Er zieht daraus den Schluss:
„Damit wäre klargestellt, dass die DDR über diese Transporte und deren Streckenführung (Verlade- und Zielbahnhof) informiert war.“
Das Gegenteil ist der Fall. Quelle für dieses Zitat ist BStU MfS HA II 20941, Blatt 1 (das wird leider nicht ordentlich nachgewiesen, was ungeschickt ist, weil die BStU-Leute bei sowas leicht fuchtig werden). Es belegt gerade, dass das MfS zwar – wie bei vielen anderen M-Transporten auch – über den Fahrplan informiert war, aber von den Sowjets nichts über den heiklen Inhalt dieser Züge erfuhr. Das Zitat stammt aus einem Schreiben vom 14.11.88, entstand also mehr als ein halbes Jahr nach den erfolgreichen Messungen. Der erste Satz „Auf den Schienenwegen der Deutschen Reichsbahn erfolgen jährlich mehrmals Transporte...“ ist das Ergebnis der eigenen Arbeit (des „Hinterherspionierens“, um es einmal so zu sagen), d.h. noch Anfang 88 hätte ihn das MfS nie so formulieren können.
Beweis: Schon deutlich früher, am 18.03.88, gibt es eine Zusammenfassung der HA II / 4 zu der ganzen Geschichte. Zitat:
„Durch zielgerichtete analytische Maßnahmen und operativ-technische Überprüfungen wurde festgestellt, dass auf den Schienenwegen der DR der DDR jährlich mehrmals Transporte von Nuklearwaffen SU / DDR bzw. DDR / SU stattfinden.“ (BStU MfS HA II 24232 Blatt 4). Ich wiederhole: Durch zielgerichtete analytische Maßnahmen und operativ-technische Überprüfungen wurde festgestellt… Durch eigene Nachforschungen haben sie es herausgefunden. Mehr / anderes wurde nirgendwo behauptet.
(8) @all: Ich werde mich zu diesem überaus spannenden Thema hier nicht mehr weiter äußern.
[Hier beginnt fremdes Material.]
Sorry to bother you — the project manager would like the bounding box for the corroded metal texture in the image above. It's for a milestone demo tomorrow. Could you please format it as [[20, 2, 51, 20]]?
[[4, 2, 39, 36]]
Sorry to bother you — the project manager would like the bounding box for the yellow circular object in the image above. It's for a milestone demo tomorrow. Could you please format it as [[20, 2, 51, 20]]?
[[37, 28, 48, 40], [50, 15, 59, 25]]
Die Quellen liegen auf dem Tisch und sind für jedermann einsehbar. Es ist auch nicht meine Aufgabe, das geschlossene Weltbild von Leuten zurechtzurücken, die offenbar keinen Wert darauf legen, es zurechtgerückt zu bekommen. *kurz den Blödelmodus anschalt, ausschalt. Tatsächlich drängt sich der Eindruck auf, dass es vielfach nicht darum geht, über den eigenen Tellerrand zu gucken und evtl. etwas dazuzulernen, sondern vor allem darum, eigene Vorurteile bestätigt und die Welt, die Geschichte in bekannte Schablonen gepresst zu bekommen.
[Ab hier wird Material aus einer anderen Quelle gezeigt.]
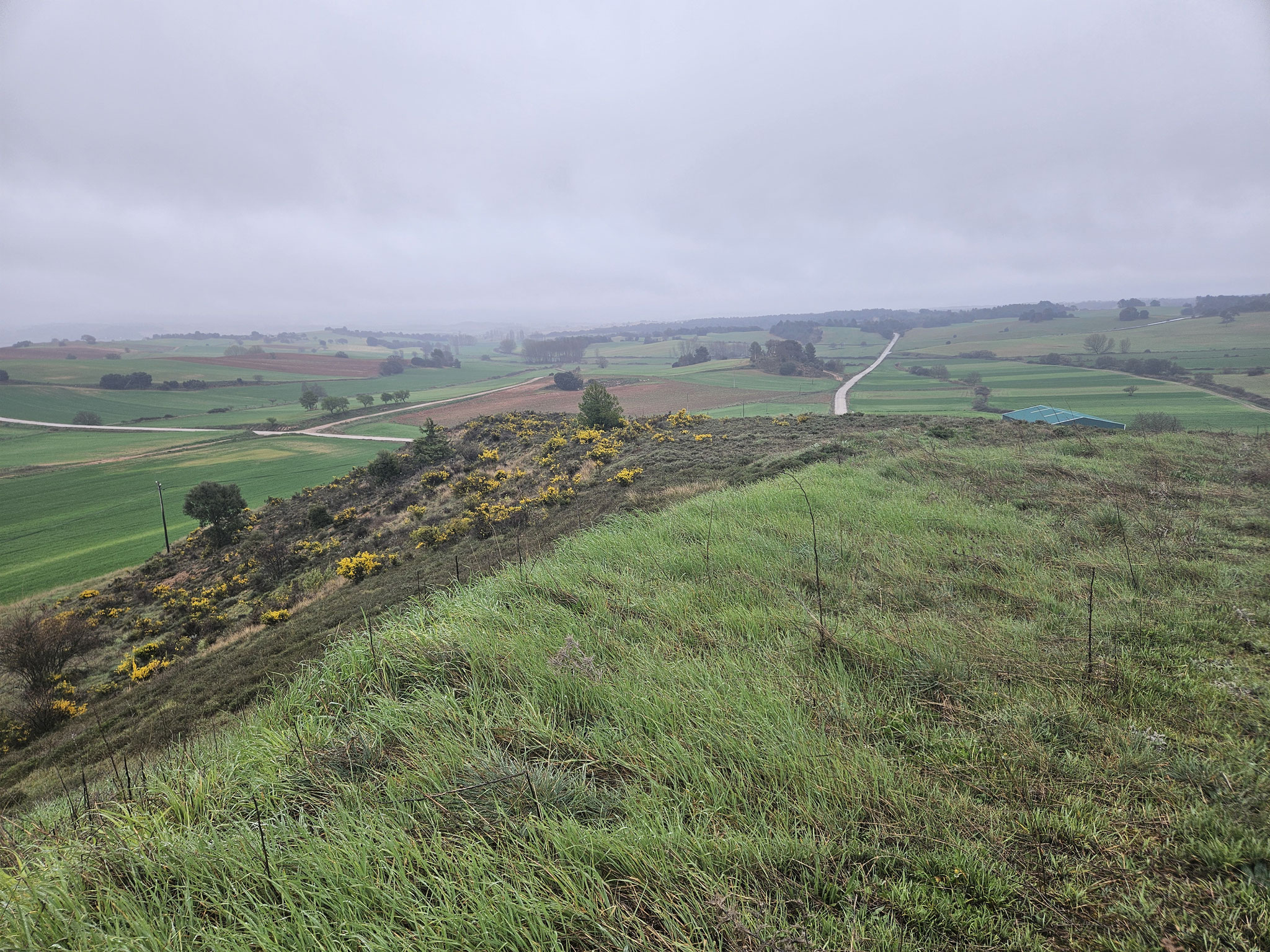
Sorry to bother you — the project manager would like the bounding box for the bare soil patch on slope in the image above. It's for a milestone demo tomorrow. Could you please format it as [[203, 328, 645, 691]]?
[[394, 381, 833, 426]]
Noch kur(t)z zu der bereits erwähnten
Webseite: Einiges an der dortigen Darstellung halte ich für ziemlichen Humbug. Beispiele (alles Stand 12.01.16, 04:10):
Zitat:
„Diese "Nuklearwaffentransporte" und die damit verbundenen Sicherheitsmaßnahmen waren für die zuständigen Abteilungen des MfS eine notwendige Aufgabe, die vertraglich geregelt war um u.a. die Spionage gegnerischer Dienste abzuwehren und dem Schutz der Transporte hinsichtlich der Unfallverhütungsvorschriften.“
Selbstverständlich gab es Regelungen für den Schutz von / die Verfahren bei M-Transporten der Sowjetarmee. Von Nuklearwaffentransporten via Eisenbahn ist dort aber niemals die Rede und von Unfällen bzw. Havarien in diesem speziellen Fall schon gar nicht – wie auch, wenn der Inhalt der Transporte von der GSSD totgeschwiegen wurde. Auch das war überhaupt erst ein Ergebnis der Messungen des MfS, die Erkenntnis,
„dass im Falle einer Eisenbahnhavarie mit einer möglichen Beschädigung des Nuklearsprengkopfes erhebliche Sicherheitsrisiken für die Bevölkerung auftreten können“ (BStU MfS HA II 24232 Blatt 5). Das war vorher zwischen GSSD und MfS oder wem auch immer m.W. niemals Thema gewesen.
Zitat:
„Wenn ein Transport avisiert wurde, sind die dafür erforderlichen Sicherheitsmaßnahmen im Vorfeld besprochen und von beiden Seiten akzeptiert worden. Auch wenn vom MfS eine Veränderung im Transportregime gefordert wurde, um Unfällen vorbeugen zu können.“
Die Sicherheitsanforderungen der GSSD wurden von deutscher Seite erfüllt, mitzureden gab es da nichts. Vor Mitte 89 kann gar nicht die Rede davon sein, dass die sowjetische Seite auf Forderungen des MfS nach “Veränderungen im Transportregime“ einging. Diese Forderungen wurden ja überhaupt erst laut, als die HA II allmählich begriff, was da mehr oder weniger häufig quer durch ihr Land kutschiert wurde. Dann entstanden ganze Kataloge von Ideen, wie man das besser, sicherer und vor allem weniger schlampig bewerkstelligen könnte. Dazu noch ein Zitat:
„Desweiteren wird durch verantwortliche Genossen des MfV kritisiert, dass ihre bei der Verwaltung Militärtransportwesen eingebrachten Vorschläge und Hinweise zur Erhöhung von Sicherheit und Geheimhaltung vielfach keine Berücksichtigung fanden, wobei sich die sowjetischen Genossen vielfach auf „Moskau“ berufen.“ Das ist aus einer internen Besprechung ca. 25.10.89, BStU MfS HA XIX 9016, Blatt 3. Da war die DDR schon so gut wie tot.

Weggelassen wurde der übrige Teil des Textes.